There were a lot of trucks on the road as usual – always in a hurry, always getting in everyone’s way. One came barreling up behind me while I was passing someone. He just couldn’t wait. He almost gave me a push. I got back in the right lane when I could, but I took my sweet time to make him wait. He just about ran me off the road flying past. I decided to show him who was boss. I sped up and pulled back in the left lane. It would take a minute to get up enough speed, but I’d crawl up on his butt and see how he liked it till I could fly past him.
That decision was the worst one I ever made. We almost made it. But fast-moving trucks displace a lot of air and leave a vacuum in their wake. At the speed I was going, the Blazer never had a chance. The Hi-Lo began to sway back and forth, gently at first, then more violently. The Blazer started to fishtail. The Hi-Lo danced until it flipped. The Blazer, still attached, went with it. Spinning around, it rolled over, again and again – off the road and into the grass. Rubber and glass and metal bounced and scraped and cracked. The world turned upside down. Finally, it stood still. The scene was surreal. At some point the camper came off the car. There wasn’t much left of it – just a field of debris. The car was wrecked. Mike and I were still breathing. We were speaking. Dazed and confused, unsure of what had happened, we were unharmed when we should have been dead. When a cop stopped to see what had happened, it never occurred to us to say that Mike had been driving. Mike had quit drinking eight years before. It never occurred to us that my blood alcohol content might be over the legal limit but the cop was suspicious. It never occurred to me that Mike and I might both be arrested and put in handcuffs in the back of a patrol car. Not what I was expecting, but this is what happened. Life is what happens when you’re making other plans. Sooner or later bad habits catch up with you. I was charged with driving under the influence – just barely – but enough to make my life miserable for a couple of years. I can’t say it was the first time I’d ever been guilty of this, but I can say it was the last. Worse than the disgrace of being handcuffed was the shock of being put behind bars in a holding cell for half an hour. The only saving grace in this bizarre succession of events was having enough cash in our possession – nearly a thousand dollars – to bail ourselves out.

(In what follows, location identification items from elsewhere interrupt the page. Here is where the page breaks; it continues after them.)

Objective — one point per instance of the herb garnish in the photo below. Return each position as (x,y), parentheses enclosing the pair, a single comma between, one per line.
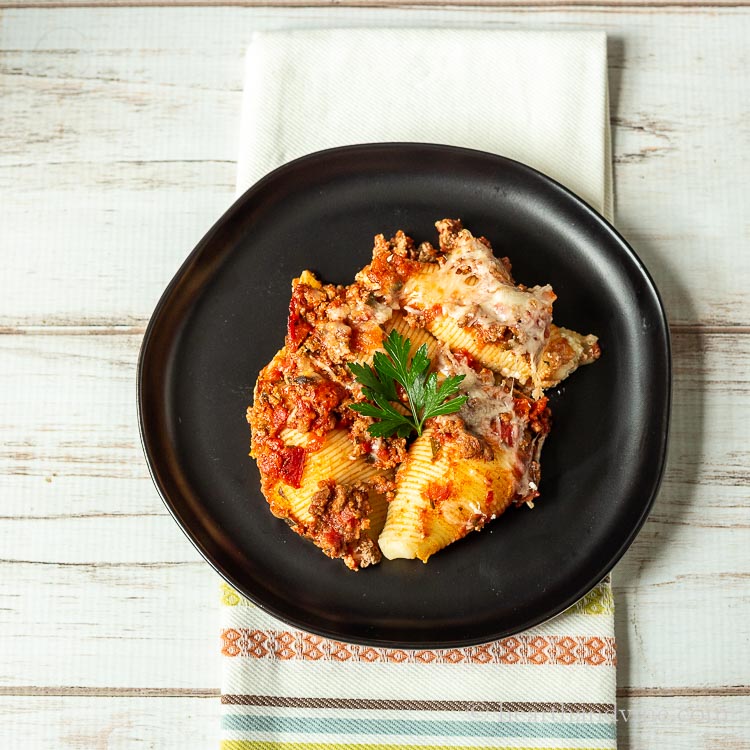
(426,398)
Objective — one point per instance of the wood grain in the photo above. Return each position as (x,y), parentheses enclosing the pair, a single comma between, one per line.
(286,4)
(120,129)
(71,469)
(120,137)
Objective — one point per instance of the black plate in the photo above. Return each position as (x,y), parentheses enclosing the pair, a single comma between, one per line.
(223,317)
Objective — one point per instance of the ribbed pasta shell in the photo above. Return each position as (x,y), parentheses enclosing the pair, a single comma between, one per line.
(439,499)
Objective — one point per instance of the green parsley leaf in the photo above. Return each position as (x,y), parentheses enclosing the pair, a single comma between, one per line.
(426,398)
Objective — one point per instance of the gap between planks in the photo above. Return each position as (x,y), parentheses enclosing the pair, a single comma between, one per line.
(146,692)
(108,329)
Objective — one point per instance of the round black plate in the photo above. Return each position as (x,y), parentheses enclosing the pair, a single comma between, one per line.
(223,317)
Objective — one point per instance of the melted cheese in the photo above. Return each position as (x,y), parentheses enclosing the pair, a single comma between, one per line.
(473,288)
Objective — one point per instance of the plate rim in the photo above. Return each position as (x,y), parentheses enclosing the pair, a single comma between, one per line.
(228,216)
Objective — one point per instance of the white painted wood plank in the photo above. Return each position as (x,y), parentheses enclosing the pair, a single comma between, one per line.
(120,132)
(109,625)
(100,588)
(82,723)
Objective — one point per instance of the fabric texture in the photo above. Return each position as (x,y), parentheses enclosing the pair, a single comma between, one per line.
(540,98)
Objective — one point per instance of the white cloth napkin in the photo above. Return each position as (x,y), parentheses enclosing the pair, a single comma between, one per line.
(538,97)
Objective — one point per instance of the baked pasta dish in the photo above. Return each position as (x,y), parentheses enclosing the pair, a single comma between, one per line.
(407,409)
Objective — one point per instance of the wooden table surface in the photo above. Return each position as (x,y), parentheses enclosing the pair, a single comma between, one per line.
(118,140)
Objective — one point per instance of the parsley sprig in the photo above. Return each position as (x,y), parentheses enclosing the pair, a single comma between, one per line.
(425,397)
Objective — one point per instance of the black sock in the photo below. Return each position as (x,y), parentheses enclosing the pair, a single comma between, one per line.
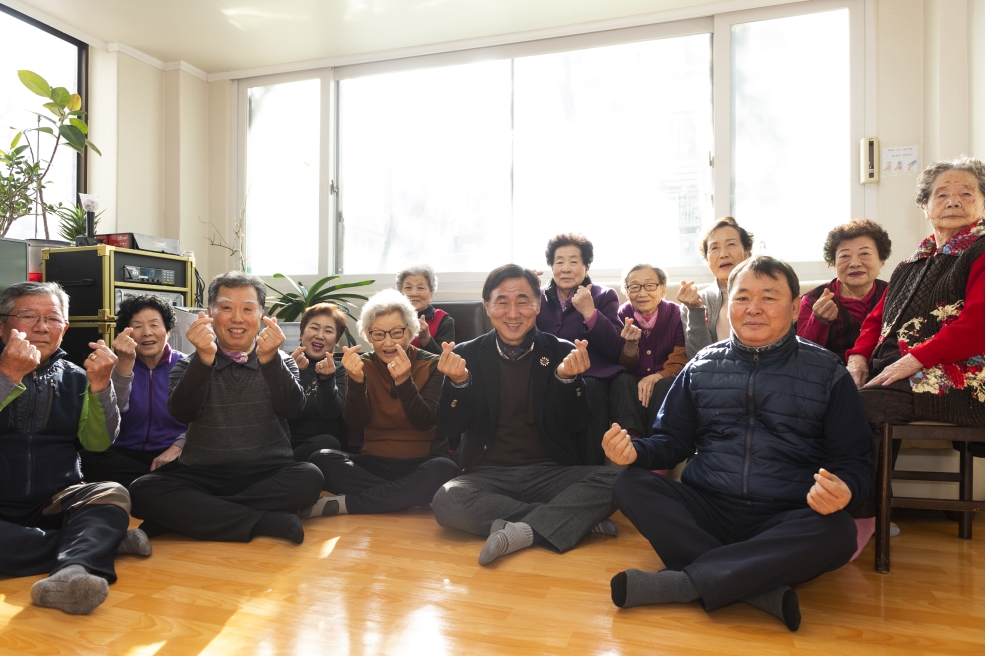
(280,525)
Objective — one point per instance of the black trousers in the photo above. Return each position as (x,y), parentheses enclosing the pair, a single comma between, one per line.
(83,527)
(729,550)
(224,502)
(626,409)
(116,464)
(373,484)
(305,446)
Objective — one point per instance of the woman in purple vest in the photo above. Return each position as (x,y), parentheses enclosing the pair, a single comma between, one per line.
(435,326)
(149,436)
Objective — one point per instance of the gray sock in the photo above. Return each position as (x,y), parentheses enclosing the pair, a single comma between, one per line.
(635,588)
(135,542)
(72,589)
(511,537)
(782,603)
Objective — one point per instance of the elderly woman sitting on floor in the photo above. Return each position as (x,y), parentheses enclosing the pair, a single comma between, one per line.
(392,395)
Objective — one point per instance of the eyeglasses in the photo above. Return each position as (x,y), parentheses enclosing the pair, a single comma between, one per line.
(380,335)
(28,319)
(648,286)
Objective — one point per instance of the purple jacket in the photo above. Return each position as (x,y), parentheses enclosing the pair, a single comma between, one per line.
(146,424)
(605,343)
(656,346)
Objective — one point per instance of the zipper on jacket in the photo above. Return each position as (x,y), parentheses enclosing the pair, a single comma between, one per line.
(751,423)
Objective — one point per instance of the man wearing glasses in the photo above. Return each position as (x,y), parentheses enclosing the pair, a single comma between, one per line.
(50,521)
(517,399)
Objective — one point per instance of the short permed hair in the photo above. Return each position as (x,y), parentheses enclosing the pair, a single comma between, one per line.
(132,306)
(505,272)
(928,176)
(234,279)
(419,270)
(384,302)
(852,230)
(569,239)
(764,265)
(746,238)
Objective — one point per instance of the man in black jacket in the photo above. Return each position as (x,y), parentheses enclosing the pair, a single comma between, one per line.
(779,447)
(520,410)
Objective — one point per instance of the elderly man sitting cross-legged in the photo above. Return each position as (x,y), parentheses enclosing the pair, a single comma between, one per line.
(520,408)
(779,448)
(236,477)
(50,521)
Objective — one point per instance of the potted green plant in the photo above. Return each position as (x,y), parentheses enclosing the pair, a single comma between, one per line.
(289,306)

There has never been a time in my life when I felt worse about myself than this. I could have killed my best friend as well as myself. I destroyed his car and his camper. I ruined our vacation. He was paying the price for my poor judgment. The possibility that I could be sent to prison for a year – highly unlikely as that was – terrified me. My driver’s license had been confiscated. Mike stood by me through it all. I don’t know what I would have done without him.

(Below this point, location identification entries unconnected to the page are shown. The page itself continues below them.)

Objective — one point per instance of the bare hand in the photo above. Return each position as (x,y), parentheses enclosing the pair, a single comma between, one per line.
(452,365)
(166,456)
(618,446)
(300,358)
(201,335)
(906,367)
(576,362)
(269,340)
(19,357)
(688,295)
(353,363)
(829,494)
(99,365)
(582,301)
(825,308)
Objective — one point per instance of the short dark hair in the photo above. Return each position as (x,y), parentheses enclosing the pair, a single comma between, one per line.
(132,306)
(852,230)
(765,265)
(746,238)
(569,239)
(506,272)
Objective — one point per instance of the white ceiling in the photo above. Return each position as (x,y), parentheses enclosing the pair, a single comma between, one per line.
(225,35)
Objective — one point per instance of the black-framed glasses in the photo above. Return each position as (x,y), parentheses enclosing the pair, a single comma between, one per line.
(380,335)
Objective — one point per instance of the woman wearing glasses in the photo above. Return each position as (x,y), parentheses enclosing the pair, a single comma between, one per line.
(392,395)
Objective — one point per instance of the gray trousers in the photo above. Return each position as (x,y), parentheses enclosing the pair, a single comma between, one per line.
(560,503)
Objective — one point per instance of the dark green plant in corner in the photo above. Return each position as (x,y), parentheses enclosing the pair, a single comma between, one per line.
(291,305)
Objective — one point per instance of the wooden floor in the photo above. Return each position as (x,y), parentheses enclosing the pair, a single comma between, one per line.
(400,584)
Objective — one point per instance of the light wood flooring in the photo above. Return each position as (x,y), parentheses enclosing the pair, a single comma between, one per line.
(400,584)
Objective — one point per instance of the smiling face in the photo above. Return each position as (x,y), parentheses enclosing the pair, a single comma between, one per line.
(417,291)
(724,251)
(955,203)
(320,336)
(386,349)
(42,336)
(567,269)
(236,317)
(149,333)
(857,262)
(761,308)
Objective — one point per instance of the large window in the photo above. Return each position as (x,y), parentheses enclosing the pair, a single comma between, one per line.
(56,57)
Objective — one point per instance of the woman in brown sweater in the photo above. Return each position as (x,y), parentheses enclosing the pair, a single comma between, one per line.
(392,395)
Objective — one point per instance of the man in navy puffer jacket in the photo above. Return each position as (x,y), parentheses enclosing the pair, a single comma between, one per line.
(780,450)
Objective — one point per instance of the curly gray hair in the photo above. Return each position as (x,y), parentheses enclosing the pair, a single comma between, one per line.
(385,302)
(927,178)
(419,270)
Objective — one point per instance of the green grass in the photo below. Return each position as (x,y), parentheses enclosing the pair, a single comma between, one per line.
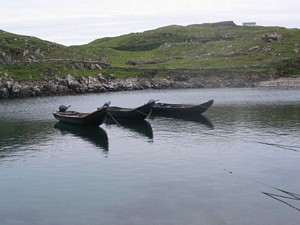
(206,47)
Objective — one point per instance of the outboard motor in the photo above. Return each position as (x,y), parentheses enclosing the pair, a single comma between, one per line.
(63,108)
(106,104)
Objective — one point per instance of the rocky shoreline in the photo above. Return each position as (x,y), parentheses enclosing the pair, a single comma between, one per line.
(79,85)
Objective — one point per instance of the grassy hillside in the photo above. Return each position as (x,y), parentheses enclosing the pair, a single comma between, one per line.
(218,48)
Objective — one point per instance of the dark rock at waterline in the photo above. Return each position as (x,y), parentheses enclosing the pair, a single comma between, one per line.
(79,85)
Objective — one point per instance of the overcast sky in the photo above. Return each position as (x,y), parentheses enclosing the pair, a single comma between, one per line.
(72,22)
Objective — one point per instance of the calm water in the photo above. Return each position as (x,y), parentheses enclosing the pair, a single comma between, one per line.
(238,166)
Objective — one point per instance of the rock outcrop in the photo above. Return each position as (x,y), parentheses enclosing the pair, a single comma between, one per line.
(79,85)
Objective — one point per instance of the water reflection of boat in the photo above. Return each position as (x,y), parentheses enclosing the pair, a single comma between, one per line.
(198,119)
(142,127)
(94,135)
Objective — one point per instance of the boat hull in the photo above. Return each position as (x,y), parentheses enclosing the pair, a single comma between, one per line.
(139,113)
(180,110)
(84,119)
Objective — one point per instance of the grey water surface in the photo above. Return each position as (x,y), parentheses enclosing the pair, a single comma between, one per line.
(239,164)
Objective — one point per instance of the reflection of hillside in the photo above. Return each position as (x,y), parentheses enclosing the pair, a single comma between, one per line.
(259,116)
(16,136)
(95,135)
(141,127)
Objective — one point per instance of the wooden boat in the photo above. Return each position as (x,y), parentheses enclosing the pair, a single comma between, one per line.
(95,118)
(180,110)
(139,113)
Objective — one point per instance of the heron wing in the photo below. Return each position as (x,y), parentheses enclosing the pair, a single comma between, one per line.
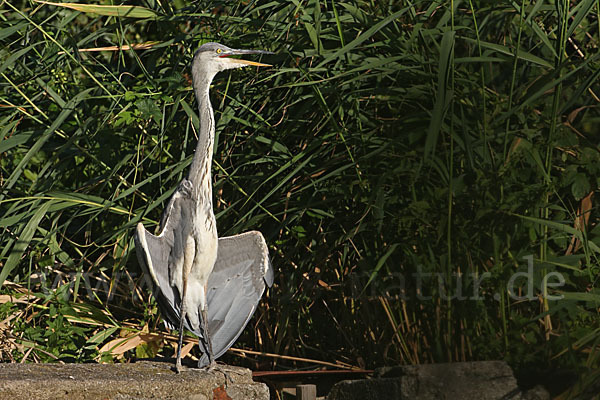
(235,286)
(161,255)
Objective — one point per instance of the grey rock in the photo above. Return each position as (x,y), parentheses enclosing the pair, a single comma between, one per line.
(483,380)
(135,381)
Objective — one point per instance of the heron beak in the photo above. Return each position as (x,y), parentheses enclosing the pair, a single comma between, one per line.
(246,62)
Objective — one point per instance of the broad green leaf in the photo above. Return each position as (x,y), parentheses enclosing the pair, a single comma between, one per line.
(109,11)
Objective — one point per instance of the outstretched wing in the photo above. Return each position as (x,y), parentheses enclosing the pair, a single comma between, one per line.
(162,256)
(235,286)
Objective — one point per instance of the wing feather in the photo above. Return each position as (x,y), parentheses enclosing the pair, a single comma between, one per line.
(241,273)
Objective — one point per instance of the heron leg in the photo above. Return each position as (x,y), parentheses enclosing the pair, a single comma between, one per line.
(180,342)
(206,337)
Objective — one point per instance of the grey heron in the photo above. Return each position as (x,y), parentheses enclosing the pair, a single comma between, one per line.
(206,284)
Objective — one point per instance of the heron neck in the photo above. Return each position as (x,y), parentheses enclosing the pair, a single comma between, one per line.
(199,174)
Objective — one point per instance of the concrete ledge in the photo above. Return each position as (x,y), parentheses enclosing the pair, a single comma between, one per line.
(136,381)
(483,380)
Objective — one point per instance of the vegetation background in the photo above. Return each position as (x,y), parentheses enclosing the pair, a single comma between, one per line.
(389,138)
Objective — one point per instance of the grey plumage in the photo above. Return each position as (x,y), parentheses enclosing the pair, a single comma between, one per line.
(209,285)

The next morning Mike and I picked up the pieces of what would have been our vacation at the salvage yard where his car and camper had been towed. We also returned to the scene of the accident to look for his video camera. Adding insult to injury, it was nowhere to be found. We rented a vehicle for the long ride home. We were grateful to be alive. I was already beginning to see the light. I knew things had to change. This was my wake-up call. I’d had my last drink. It was high time.
A very high percentage of cases involving driving under the influence result in conviction. Mine was no exception. The charge against Mike – bogus to begin with – was dropped as part of the deal. For a year the legal ordeal dragged on. It cost me a small fortune. Then Florida suspended my license for a year, though I was allowed to drive for ‘business purposes.’ I interpreted that to mean everything but joyriding, but I always wore a clergy shirt in the car in case I was stopped. I was able to get insurance but it didn’t come cheap. My second biggest fear was being recognized by someone at DUI school, but I wasn’t. I told people I was in an accident. No one knew more than that.
In retrospect, excessive speed, the laws of physics, and drinking all played a part in the crash. But my bad attitude played the biggest part of all. Alcohol had been fueling that for a long time. I just hadn’t seen it. My grandiosity and aggressiveness behind the wheel – and elsewhere in life – were the result. My relationships had been suffering for a long time. I sensed something was wrong but I didn’t know what. I was never a falling down drunk, so I didn’t have a problem. I was in denial – not intentionally – I just didn’t get it. I underestimated the powerful and baffling effect alcohol was gaining in my life. I didn’t recognize the increasing impairment of my thinking, feeling, speaking, and acting. A few other people – like Mike – did, but until I was ready, that didn’t do me any good. Finally I was. The appointed time had come. Like Paul, God finally got my attention. The scales were beginning to fall from my eyes.